Kolejne pół miliona złotych wyda miasto na SPR Sportową Spółkę Akcyjną. Pieniądze na ten cel zostały dziś zarezerwowane w tegorocznym budżecie Lublina.
– Trzeba przypomnieć, że SPR to 17-krotny mistrz Polski – podkreślał dodając, że transmisje z meczów ogląda średnio ok. 120 tys. telewidzów, co przekłada się na reklamę dla miasta.
Prezydent przyjął ten wniosek, choć i on i skarbniczka miasta podkreślali, żeby takie prośby kierować wcześniej, bo wtedy "jest chwila na zastanowienie się i przeanalizowanie różnych potrzeb”. Kwota 500 tys. zł, o którą wnioskował klub PO zostanie zdjęta z rezerwy majątkowej miasta, która tym samym stopnieje do niespełna 1,4 miliona złotych.

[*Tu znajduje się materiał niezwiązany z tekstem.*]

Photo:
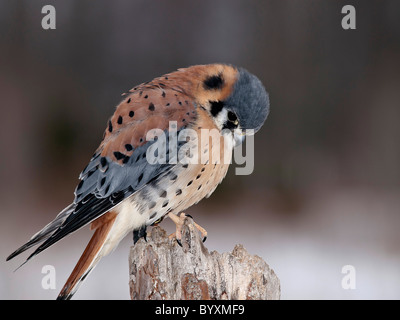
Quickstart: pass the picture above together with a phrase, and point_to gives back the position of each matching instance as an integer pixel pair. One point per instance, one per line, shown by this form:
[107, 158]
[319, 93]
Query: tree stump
[161, 269]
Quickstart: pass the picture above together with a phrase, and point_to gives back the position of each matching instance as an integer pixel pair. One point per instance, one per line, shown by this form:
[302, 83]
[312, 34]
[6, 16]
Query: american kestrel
[120, 190]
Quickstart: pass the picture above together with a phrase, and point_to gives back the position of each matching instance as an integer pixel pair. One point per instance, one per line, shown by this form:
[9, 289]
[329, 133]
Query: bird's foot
[139, 233]
[179, 221]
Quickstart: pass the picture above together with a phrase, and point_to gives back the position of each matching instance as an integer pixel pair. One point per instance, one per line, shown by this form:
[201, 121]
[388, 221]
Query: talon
[179, 221]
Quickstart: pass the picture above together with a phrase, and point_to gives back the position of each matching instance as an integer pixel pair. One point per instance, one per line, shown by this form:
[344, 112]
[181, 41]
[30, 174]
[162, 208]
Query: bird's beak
[238, 136]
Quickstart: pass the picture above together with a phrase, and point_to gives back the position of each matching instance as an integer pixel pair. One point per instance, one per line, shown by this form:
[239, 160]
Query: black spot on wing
[216, 107]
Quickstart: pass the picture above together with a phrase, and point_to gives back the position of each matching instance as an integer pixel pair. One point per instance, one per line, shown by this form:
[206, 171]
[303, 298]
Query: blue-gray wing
[120, 167]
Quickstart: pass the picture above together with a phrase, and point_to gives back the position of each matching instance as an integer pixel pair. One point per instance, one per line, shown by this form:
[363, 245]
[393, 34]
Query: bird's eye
[232, 117]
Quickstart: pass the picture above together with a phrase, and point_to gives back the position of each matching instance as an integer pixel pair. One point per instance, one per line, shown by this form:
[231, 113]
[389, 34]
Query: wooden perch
[161, 269]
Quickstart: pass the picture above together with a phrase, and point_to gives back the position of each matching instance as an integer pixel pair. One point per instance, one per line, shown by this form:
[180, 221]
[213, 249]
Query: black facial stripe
[216, 107]
[229, 125]
[213, 82]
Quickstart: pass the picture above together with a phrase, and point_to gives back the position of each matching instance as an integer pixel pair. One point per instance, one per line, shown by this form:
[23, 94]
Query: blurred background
[325, 191]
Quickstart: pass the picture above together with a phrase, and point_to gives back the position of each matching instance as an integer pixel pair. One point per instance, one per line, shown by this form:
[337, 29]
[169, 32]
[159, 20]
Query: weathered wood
[161, 269]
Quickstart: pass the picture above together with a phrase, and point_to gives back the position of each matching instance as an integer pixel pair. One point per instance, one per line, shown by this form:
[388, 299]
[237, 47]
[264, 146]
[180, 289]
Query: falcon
[121, 190]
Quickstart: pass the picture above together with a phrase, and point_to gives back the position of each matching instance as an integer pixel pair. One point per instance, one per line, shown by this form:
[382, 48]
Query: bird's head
[235, 98]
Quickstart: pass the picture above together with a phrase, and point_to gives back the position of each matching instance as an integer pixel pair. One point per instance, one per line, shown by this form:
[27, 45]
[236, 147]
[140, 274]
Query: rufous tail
[90, 256]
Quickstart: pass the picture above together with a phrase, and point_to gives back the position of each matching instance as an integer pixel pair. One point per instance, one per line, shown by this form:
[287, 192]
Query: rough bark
[161, 269]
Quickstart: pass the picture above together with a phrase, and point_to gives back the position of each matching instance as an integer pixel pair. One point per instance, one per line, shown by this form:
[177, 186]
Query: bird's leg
[179, 220]
[139, 233]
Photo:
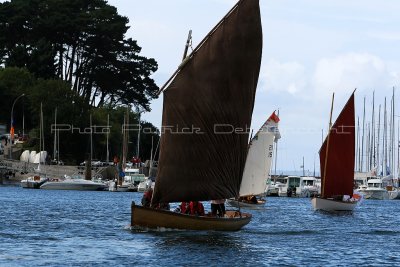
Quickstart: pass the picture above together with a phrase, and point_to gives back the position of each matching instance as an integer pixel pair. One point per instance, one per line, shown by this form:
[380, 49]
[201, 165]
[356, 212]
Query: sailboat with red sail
[207, 109]
[337, 155]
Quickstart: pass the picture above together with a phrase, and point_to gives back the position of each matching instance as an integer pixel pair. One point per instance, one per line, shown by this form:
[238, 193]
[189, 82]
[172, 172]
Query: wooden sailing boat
[337, 156]
[208, 104]
[258, 165]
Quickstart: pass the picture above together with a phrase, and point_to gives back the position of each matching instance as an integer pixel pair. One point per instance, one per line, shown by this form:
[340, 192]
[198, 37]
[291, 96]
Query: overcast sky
[311, 49]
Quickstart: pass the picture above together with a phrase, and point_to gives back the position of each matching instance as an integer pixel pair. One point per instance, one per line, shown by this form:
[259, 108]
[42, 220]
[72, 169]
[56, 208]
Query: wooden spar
[327, 148]
[187, 45]
[198, 47]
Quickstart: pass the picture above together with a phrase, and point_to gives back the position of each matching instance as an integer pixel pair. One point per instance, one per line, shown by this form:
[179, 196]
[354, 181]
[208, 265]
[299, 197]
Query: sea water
[77, 228]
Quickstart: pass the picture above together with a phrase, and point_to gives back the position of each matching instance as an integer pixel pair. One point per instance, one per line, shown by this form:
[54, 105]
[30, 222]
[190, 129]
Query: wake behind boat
[337, 156]
[211, 93]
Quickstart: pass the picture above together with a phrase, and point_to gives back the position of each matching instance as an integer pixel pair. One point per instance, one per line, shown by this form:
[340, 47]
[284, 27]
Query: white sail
[259, 158]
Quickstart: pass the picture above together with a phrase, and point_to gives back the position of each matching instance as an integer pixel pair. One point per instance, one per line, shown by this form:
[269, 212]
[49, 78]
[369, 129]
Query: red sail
[338, 173]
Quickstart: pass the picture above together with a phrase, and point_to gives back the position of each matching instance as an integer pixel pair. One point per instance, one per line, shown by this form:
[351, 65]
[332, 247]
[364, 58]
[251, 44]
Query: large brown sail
[207, 110]
[338, 173]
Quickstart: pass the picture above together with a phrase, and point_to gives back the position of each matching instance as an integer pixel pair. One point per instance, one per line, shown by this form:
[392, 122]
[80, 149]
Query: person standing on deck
[218, 207]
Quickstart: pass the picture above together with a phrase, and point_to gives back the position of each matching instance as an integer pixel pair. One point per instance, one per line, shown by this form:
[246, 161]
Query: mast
[373, 156]
[393, 137]
[55, 136]
[327, 147]
[138, 141]
[362, 141]
[379, 140]
[358, 161]
[40, 135]
[108, 133]
[384, 140]
[276, 154]
[187, 45]
[206, 39]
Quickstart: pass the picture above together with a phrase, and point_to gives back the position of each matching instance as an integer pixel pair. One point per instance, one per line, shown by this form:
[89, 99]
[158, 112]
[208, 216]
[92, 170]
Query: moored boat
[33, 182]
[74, 184]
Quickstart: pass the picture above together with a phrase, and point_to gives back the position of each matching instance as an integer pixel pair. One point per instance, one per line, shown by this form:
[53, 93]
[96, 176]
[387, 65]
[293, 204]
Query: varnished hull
[332, 205]
[155, 218]
[259, 205]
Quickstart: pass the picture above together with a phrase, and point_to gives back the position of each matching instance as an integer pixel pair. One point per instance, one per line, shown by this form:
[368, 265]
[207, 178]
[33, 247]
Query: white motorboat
[74, 184]
[131, 181]
[333, 205]
[374, 190]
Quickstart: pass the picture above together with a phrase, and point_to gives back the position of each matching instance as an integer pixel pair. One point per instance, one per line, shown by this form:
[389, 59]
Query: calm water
[53, 228]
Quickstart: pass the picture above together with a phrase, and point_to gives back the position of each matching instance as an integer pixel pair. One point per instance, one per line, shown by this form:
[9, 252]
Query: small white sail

Nie wszystkim radnym spodobał się tryb wprowadzenia takiej kwoty do budżetu Lublina. – Chciałbym podkreślić nową jakość, konstruowanie poprawki do budżetu na miejscu – wytykał Tomasz Pitucha (PiS). – Jest też wiele innych, równie ważnych dla mieszkańców rzeczy. Osobiście trochę wątpię, czy one w takim trybie się znajdą – pytał Pitucha. – Dlaczego ustawicznie dokapitalizowujemy SPR, Motor, a nie Lubliniankę? A może należy zastanowić się, czy budżet tych spółek jest oszacowany prawidłowo – podkreślał Marcin Nowak, radny Wspólnego Lublina.